With that, here are some updates on what I’ve been doing this year, for those of you who still follow my blog but not social media (I know you exist! I see you!)

  • I released two recordings this year. They’re both short, sweet singles, and you should absolutely listen to them on your streaming service of choice, so I can earn a few pennies. (The links below allow you to choose your streaming service, FYI.)
  • To accompany the first release and celebrate Louise Farrenc, I put together a gender-balanced playlist featuring my new recording as well as other gorgeous pieces of solo piano Romantic music. (I still listen to it; it’s a good playlist, dammit.)
  • I did a couple of interviews in which I discuss my own musical journey, these lesser-played composers I love so much, my take on success and the music world, the Uncertain Times the music industry is in, etc.
  • I started, then stalled on, a new outlet for my writing on Substack. At the beginning of the year I gave into peer pressure joined several of my colleagues by setting up a Substack, with the intention of publishing once a month. I hit it out of the park, if I do say so myself, with my first post, a take on the double standards in classical music that set the scene for dumbest controversy ever, and was all set to keep the momentum going once a month. Then the pandemic hit the US, devastating, well, everything, and suddenly the posts I had in the can seemed tone-deaf and inappropriate. I haven’t updated since, but I think I’m ready to have another go soon.

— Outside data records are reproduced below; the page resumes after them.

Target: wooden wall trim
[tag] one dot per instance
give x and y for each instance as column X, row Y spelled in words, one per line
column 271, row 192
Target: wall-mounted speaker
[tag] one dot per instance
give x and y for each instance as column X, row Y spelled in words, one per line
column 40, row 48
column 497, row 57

  • I’m still writing and posting practice videos over on Patreon. This is the one platform on which I’m still posting consistently, because as it turns out, the existence of steady pay, however little, is the key to consistent output—who knew? I feel a little weird promoting it at a time when your money can do so much good going elsewhere, but if you have $5-$20 a month to spare, and want to keep up with what I’m doing, this is how I fund my recording projects. (For real, the Patreon money goes straight into a business account that is used for me to write checks to the recording studio I work with, and any expenses I pay out of it have to be justified to an accountant and the IRS, so you can rest assured that none of it goes toward my macaron addiction or scented candle collection.)
    • P.S. The reward for the top-tier support level—$20 a month—is that I send you mail once a month, and this has become one of my favorite activities in lockdown: writing letters/cards, decorating the envelopes, picking out my favorite stamps. Cannot recommend highly enough how soothing of an activity this is in a time of isolation.

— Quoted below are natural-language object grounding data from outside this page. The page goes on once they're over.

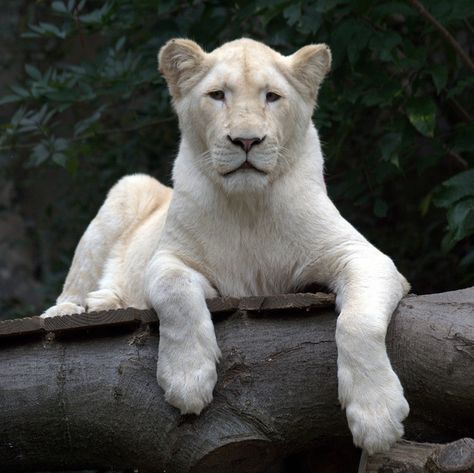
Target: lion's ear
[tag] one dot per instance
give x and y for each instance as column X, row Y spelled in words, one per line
column 181, row 63
column 310, row 65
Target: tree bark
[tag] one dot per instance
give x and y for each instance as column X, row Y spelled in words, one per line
column 414, row 457
column 89, row 399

  • I updated my website (finally) to reflect the projects I’ve done and the platforms I’m on. My website at the beginning of the year had no place for me to show the recording or writing I’ve been doing, or the places I’ve been mentioned/featured/promoted. I overhauled it and it now has all these handy pages (recordings! press! writing! a whole page just for social media!) where the stuff I’m listing in this blog post actually has an official home.
  • I started some hobby accounts just for myself. As my personal social media accounts have started tilting in the direction of being semi-professional, I’ve felt weirdly self-conscious about spamming Twitter and Instagram with random things I love. So I created an Instagram account to log my 2020 reading where I write a little mini-review of every new book I finish, and, in classic Millennial fashion, an Instagram for my cat. (Oh yeah, I got a cat. She’s the best quarantine buddy in the world.)

That’s it for now, folks. 2020 is not the year I planned for, but I’m still proud of the things I’ve been able to do, and it’s a privilege to have any accomplishments at all and to share them with you. I hope you’re okay, in whatever way “okay” means to you. Stay safe, wear a mask, and thanks for being here.